The Business of Street Art

The Business of Street Art I spent my Fourth of July with a friend at Fisherman’s Wharf, and on the way home, we passed a few different street spraypaint artists doing their thing. If you have seen one, you know what I’m talking about:

A guy wearing a gas mask is kneeling on the ground with a box of spray cans next to him and a crowd in front of him. To the rhythm of blasting hip hop and techno music he turns a blank piece of card paper a beautiful work of art in front of everyone’s eyes, using just the spray cans, and some ordinary objects (spray can covers, frisbees, strips of paper). The video below is a good example of the painting process.



I started talking to my friend, a management consultant, about the business aspects of this endeavor - and I eventually decided to write a blog post about our experience and my further thoughts.
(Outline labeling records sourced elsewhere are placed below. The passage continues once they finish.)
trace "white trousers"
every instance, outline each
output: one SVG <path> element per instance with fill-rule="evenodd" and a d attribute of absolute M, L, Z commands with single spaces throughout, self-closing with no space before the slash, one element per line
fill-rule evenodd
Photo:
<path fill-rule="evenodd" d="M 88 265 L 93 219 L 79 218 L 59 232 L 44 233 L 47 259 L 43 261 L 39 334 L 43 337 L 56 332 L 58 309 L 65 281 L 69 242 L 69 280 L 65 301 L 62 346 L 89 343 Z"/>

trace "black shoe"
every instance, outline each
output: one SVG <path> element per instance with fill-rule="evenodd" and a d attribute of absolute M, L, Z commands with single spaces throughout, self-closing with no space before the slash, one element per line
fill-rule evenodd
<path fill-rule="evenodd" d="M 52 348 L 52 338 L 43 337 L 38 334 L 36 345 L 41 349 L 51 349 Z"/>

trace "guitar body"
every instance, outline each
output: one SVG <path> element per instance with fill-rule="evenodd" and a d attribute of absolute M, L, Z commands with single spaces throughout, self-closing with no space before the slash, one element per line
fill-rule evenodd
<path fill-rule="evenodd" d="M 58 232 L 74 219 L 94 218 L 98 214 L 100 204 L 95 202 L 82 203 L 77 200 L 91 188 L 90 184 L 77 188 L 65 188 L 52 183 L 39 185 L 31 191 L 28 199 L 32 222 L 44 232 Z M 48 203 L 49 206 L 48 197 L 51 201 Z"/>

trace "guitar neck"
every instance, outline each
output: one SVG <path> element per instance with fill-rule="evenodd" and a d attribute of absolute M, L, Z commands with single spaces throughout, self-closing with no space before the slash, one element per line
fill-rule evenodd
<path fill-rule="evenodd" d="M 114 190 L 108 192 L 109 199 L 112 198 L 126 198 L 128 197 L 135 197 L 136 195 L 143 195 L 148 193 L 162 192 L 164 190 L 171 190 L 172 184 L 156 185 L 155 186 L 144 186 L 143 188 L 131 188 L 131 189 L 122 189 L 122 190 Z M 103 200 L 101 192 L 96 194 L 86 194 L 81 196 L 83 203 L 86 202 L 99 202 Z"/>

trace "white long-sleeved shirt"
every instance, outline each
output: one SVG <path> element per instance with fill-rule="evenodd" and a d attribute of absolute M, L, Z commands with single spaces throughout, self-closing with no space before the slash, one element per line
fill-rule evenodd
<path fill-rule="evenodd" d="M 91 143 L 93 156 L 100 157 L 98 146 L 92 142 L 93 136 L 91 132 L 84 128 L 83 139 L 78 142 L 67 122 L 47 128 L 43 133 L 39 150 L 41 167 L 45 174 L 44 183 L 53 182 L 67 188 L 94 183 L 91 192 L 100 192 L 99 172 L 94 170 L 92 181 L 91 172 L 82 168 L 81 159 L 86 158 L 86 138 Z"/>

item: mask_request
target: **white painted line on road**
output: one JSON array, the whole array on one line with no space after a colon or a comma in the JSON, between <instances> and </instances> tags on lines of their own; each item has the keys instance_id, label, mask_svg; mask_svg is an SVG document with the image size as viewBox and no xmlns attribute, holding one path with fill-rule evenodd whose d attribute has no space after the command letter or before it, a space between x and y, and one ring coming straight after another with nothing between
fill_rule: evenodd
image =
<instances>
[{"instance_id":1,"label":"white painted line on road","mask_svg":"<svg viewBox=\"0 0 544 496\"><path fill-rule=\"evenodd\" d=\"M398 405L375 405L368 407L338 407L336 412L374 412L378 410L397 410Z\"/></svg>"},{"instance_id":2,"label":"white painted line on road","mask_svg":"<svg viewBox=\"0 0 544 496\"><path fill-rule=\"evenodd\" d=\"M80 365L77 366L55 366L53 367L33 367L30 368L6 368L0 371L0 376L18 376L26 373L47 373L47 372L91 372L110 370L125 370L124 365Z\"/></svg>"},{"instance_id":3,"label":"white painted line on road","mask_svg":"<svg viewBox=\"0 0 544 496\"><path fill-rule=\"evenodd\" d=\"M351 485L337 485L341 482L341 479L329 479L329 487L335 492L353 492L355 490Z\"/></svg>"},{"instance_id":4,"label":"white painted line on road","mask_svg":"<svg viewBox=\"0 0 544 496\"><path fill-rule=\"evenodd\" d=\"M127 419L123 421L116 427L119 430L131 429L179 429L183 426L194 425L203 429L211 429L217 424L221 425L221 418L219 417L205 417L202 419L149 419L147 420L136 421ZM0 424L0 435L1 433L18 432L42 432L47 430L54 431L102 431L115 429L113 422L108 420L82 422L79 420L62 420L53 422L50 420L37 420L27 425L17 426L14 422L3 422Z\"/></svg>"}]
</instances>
  • Product: These guys are selling much more than just a piece of art. They are selling an experience. When you buy one of their paintings, (which in my opinion look absolutely incredible and better than a lot of CGI type stuff) you get more than just a cool thing to hang up in your house, you get a story. “I got this painting on the 4th of July in San Francisco. The guy made this on the spot for me!”
  • Competition: There were 3 groups of guys we passed, and my friend thought they were all part of the same team. Turns out, after asking one artists “promoter”, they were all different groups. Which made sense to me - if I were to run 3 such operations, I’d either put them all in one place, or spread them out over the entire area.
  • Revenue: One group was advertising the paintings “that are normally $30 for $15” because they were packing up to leave. Another group, with a smaller group, advertised their paintings for $10 a pop, but also took donations for the live performance, something the other two did not do.
  • Cost Structure: Their per artwork costs are pretty low - spray cans usage, card paper, a $25/month permit to do 7 “shows”. The start up costs are a bit higher - gas mask, plastic shield that protects audience from spray speakers to blast music, cost of learning how to do this work.
  • Consulting case-interview style analysis of profits: If they do 15 sessions a month and 4 hrs of painting per session (these things have got to get tiring), and each painting takes about 8 minutes to make + 2 mins downtime, then they could make 24 paintings a session. If they sell 40% at full price ($30*10) and 40% at half price ($15*10) = 300+150 = 450/session * 15/mo = 6750 a month.
    If they spend $1 on card paper + $3 on spray = $4/paint * 24 paint/sess * 10 sess/mo = $960 a month. If you factor $150 gas mask, $100 for plastic shield and $300/yr for random supplies + $300 for a years worth of permits, you are looking at profits of:
    (6750-9600)*12 - 850 = $68,630 a year or around $34k per person in a 2 man team. Not too shabby…
  • Training: This is not work you can just “pick up”, like caricature drawings or juggling or something. Part of the appeal is the amazement of how these incredible paintings are made without any special tools. There are a ton of “tricks” that the artists use to create the paintings, and I figured that it would be an apprenticeship model, where a younger artist would learn from a master. But the promoter told me “You just learn it on your own. You can youtube this stuff and find lessons”. I couldn’t find any free lessons, but there are definitely some paid DVDs for learning to make this stuff.

Bottom-line: this was just a fun look at some of the non-standard ways of making money that are not normally analyzed in business terms. Hope you found this interesting and perhaps a little insightful.